Ей не сиделось, она вскочила и принялась ходить по комнате. Лицо ее пылало.
— Я все уже обдумала. Перевезу к себе ту старую мебель, что осталась после наших. Вот увидишь, как у меня будет уютно! Ведь мне ничего, ничего не надо, кроме покоя. Пусть я буду бедна, лишь бы не… Нет, мне ничего не надо от жизни, мне хватит самого малого, я всем буду довольна, лишь бы подальше… от всего этого… Я так рада, что начну трудиться… Сама буду себе шить и петь песни… Ведь я столько лет не пела! Ах, если бы ты знал, Иржик!
— Устроиться… — в сомнении размышлял брат. — Не знаю, может, и найдется какая-нибудь работа… Но… ты ведь не привыкла работать, Руженка, тебе будет трудно, да, да, трудно…
— Нет! — вспыхивает Ружена. — Ты не представляешь себе, что значит терпеть попреки из-за каждого куска, каждой тряпки,
Иржи взглянул на нее в радостном изумлении. О боже, сколько сердечной ясности, сколько мужества, несмотря на такую трудную жизнь! Ему стало стыдно собственной вялости и безразличия; заразившись восторгом этой странной, взволнованной женщины, он вдруг с любовью и радостью подумал и о своей работе. Ружена даже помолодела, она выглядит как девушка, разрумянилась, возбуждена, по-детски наивна… Ах, все наладится, иначе быть не может!
— Устроюсь, вот увидишь, — говорит сестра. — Мне ни от кого ничего не надо. Прокормлю себя сама. Как-нибудь на еду и на букетик цветов я заработаю. А если не хватит на букетик, буду бродить по улицам и смотреть, что творится вокруг. Знал бы ты, как у меня легко на душе с тех пор, как я… решила уйти. Как мне весело!

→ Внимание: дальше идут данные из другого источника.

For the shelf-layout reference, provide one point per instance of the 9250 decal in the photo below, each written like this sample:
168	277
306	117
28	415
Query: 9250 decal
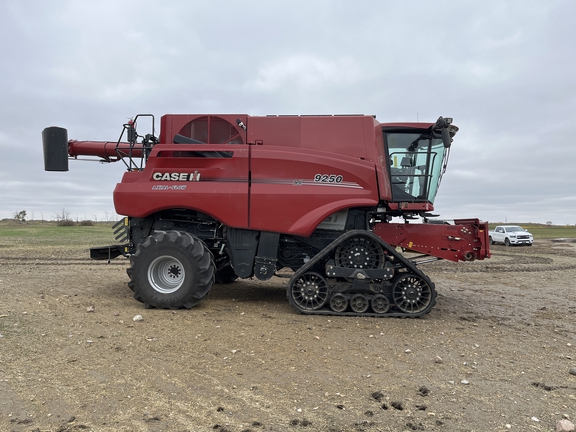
328	178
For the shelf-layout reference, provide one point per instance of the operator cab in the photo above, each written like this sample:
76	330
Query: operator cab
417	160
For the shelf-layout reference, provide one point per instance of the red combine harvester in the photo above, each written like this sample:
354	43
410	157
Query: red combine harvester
220	197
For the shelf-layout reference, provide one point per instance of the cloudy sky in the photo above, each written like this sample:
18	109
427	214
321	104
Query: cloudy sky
504	70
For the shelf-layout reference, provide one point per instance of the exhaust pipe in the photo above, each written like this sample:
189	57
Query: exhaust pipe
55	146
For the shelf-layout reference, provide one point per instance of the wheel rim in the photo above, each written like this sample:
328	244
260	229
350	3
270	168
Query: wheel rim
338	303
380	303
412	294
166	274
310	292
359	252
359	303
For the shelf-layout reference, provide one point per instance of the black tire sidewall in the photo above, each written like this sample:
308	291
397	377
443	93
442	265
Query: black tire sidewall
187	294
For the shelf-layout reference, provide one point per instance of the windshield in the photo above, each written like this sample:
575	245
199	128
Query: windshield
417	163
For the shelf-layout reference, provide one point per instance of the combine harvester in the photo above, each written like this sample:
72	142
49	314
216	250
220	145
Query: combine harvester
214	198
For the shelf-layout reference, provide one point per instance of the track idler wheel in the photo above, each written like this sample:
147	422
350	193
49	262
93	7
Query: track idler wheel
412	294
338	303
359	303
380	304
310	292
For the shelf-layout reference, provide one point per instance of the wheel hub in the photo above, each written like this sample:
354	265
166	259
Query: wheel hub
166	274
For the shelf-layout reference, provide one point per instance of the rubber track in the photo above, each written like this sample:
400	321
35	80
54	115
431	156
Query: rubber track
391	250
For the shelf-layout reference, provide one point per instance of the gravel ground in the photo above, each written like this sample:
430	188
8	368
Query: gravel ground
495	353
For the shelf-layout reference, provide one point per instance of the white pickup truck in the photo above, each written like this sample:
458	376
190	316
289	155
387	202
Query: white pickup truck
510	235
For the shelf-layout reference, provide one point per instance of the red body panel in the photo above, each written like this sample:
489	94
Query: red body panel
220	191
465	241
267	184
285	198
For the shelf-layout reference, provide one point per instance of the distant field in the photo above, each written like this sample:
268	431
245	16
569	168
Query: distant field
101	233
49	233
544	231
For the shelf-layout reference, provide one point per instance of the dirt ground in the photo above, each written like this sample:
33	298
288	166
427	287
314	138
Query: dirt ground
494	354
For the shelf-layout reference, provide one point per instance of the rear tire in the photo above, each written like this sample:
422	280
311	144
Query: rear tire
171	270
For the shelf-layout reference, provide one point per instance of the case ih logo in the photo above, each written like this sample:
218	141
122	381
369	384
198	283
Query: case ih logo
160	176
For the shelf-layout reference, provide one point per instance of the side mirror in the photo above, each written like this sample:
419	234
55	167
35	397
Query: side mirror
443	124
55	146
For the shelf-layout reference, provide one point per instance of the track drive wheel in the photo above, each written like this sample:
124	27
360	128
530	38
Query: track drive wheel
226	275
309	292
171	270
359	252
412	294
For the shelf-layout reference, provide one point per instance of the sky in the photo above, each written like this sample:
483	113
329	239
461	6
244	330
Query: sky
504	70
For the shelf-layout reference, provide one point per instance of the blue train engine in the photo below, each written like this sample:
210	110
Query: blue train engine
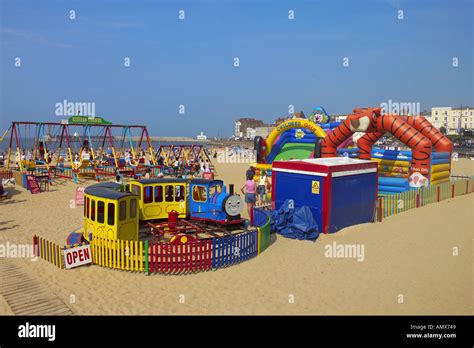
209	201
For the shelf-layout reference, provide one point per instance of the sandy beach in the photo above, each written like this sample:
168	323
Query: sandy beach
409	254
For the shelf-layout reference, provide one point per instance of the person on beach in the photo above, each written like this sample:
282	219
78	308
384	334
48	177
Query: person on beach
248	190
262	185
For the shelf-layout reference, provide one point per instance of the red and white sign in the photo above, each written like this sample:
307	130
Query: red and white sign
79	199
77	256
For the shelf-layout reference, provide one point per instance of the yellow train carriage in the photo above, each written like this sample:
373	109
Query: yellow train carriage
110	213
159	196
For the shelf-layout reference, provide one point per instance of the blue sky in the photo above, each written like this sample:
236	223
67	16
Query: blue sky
190	62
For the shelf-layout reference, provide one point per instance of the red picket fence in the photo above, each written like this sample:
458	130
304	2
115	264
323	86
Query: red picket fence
6	174
180	258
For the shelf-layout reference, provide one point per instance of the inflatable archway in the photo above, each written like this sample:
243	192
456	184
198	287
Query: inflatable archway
293	123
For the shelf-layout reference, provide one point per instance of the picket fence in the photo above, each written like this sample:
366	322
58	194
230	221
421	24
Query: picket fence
48	251
170	258
388	205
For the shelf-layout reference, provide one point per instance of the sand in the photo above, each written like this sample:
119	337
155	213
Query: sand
409	254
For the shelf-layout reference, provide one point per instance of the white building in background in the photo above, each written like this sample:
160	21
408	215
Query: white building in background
250	133
453	119
263	131
201	136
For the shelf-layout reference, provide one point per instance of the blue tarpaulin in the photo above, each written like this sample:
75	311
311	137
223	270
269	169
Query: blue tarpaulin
294	223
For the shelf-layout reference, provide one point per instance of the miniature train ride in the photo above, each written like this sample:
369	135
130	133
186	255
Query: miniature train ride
162	208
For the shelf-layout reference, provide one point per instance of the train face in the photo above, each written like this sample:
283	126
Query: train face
210	201
233	206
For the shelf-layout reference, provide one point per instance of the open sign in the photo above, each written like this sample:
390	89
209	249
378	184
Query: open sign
77	256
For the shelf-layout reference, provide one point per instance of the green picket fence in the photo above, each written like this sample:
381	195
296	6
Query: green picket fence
387	205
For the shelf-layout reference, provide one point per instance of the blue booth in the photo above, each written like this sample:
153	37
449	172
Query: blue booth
340	191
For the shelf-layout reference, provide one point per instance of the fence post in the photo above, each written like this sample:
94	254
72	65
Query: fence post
380	210
35	245
252	215
146	258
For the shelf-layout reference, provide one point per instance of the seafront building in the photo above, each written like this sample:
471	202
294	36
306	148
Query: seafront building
452	119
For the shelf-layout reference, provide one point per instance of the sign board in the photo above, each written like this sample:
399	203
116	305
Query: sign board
77	256
315	187
32	184
79	198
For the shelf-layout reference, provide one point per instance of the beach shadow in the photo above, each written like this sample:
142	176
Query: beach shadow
8	228
11	201
11	191
5	222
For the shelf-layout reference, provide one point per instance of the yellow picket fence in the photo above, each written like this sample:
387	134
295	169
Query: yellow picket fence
388	205
119	254
48	251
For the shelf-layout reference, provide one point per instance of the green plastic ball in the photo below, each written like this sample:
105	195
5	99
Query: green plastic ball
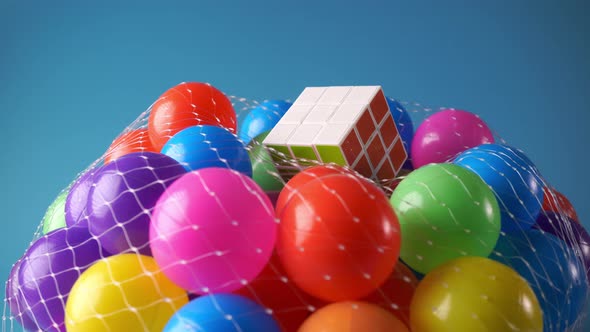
264	172
445	212
55	215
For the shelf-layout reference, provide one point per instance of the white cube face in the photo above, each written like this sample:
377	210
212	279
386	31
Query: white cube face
348	113
332	134
305	134
350	126
296	114
334	95
320	114
361	94
309	96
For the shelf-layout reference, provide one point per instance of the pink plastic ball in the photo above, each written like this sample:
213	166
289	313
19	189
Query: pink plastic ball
445	134
213	230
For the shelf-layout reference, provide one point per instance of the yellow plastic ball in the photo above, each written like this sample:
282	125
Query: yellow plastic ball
123	293
474	294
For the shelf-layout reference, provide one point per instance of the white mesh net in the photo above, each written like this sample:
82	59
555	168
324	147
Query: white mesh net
182	225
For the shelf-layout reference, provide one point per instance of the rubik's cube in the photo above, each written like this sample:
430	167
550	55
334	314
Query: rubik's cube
348	126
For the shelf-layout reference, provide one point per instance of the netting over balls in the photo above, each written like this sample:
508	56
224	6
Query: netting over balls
343	210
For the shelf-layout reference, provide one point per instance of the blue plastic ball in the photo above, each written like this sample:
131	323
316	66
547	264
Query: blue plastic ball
222	312
514	180
551	269
208	146
261	119
404	125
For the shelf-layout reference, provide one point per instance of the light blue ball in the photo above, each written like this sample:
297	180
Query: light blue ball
261	119
222	312
404	125
514	179
551	269
208	146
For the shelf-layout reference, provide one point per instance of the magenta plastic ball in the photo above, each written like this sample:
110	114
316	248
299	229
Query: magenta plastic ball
124	194
213	230
49	269
445	134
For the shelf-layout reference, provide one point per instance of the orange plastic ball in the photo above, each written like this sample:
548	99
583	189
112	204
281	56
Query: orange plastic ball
132	141
339	238
303	178
352	317
189	104
396	293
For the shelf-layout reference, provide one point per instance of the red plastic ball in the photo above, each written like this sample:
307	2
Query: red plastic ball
132	141
275	291
396	293
339	238
189	104
554	201
303	178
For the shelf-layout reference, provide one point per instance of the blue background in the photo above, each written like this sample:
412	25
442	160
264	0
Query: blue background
73	75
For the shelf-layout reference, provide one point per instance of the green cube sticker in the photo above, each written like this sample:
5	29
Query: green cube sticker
331	154
307	153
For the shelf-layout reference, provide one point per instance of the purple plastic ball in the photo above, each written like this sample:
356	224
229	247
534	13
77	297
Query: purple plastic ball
570	232
75	208
49	269
17	307
123	196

Началась новая жизнь!.. Я и не представляла себе, как прекрасен мир. Ах, Иржи, — со слезами восклицает она, — я так рада.
— Глупенькая, — блаженно усмехается Иржи. — Не так-то все это будет легко. Ладно, попробуем. А сейчас ложись спать, а то разболеешься. Теперь оставь меня одного, мне еще надо кое-что обдумать. Утром я тебе скажу. Ложись спать и не болтай…
Как он ни настаивал, ему не удалось уговорить сестру лечь в постель; Ружена, не раздеваясь, прилегла на кушетке, брат накрыл ее всем теплым, что у него нашлось, убавил огонь в лампе. Было тихо, слышалось только частое, детское дыхание Ружены; оно словно взывало к состраданию, и Иржи осторожно открыл окно.
Стояла холодная октябрьская ночь; мирный высокий небосвод искрился звездами. Когда-то в родительском доме он и маленькая Ружена вот так же стояли у распахнутого окна. Сестренка вздрагивала от холода и жалась к брату. Дети ждали падающей звезды.
— Когда пролетит звездочка, — шептала Ружена, — я пожелаю стать мужчиной и прославиться!
В комнате спит отец, крепкий, точно ствол, даже здесь слышно, как поскрипывает постель под его мощным, усталым телом. У Иржи тоже как-то празднично на душе, он тоже думает о великих и славных делах и с мужской серьезностью обнимает за плечи маленькую сестру, дрожащую от холода и волнения. Над садом падает звезда…
— Иржи! — слышен за спиной тихий голос Ружены.
— Сейчас, сейчас! — отзывается брат, ежась от прохлады и внутреннего волнения. «Да, да, надо свершить нечто великое, другого пути нет! — думает он. — Безумный, можешь ли ты свершить великое? Неси собственное бремя. А если жаждешь совершить нечто великое, неси еще и чужое. Чем тяжелее бремя, которое ты несешь, тем более велик ты сам. Ничтожный, ты падаешь под собственным бременем? Встань и помоги встать другому. Только так ты должен поступить, чтобы не упасть!»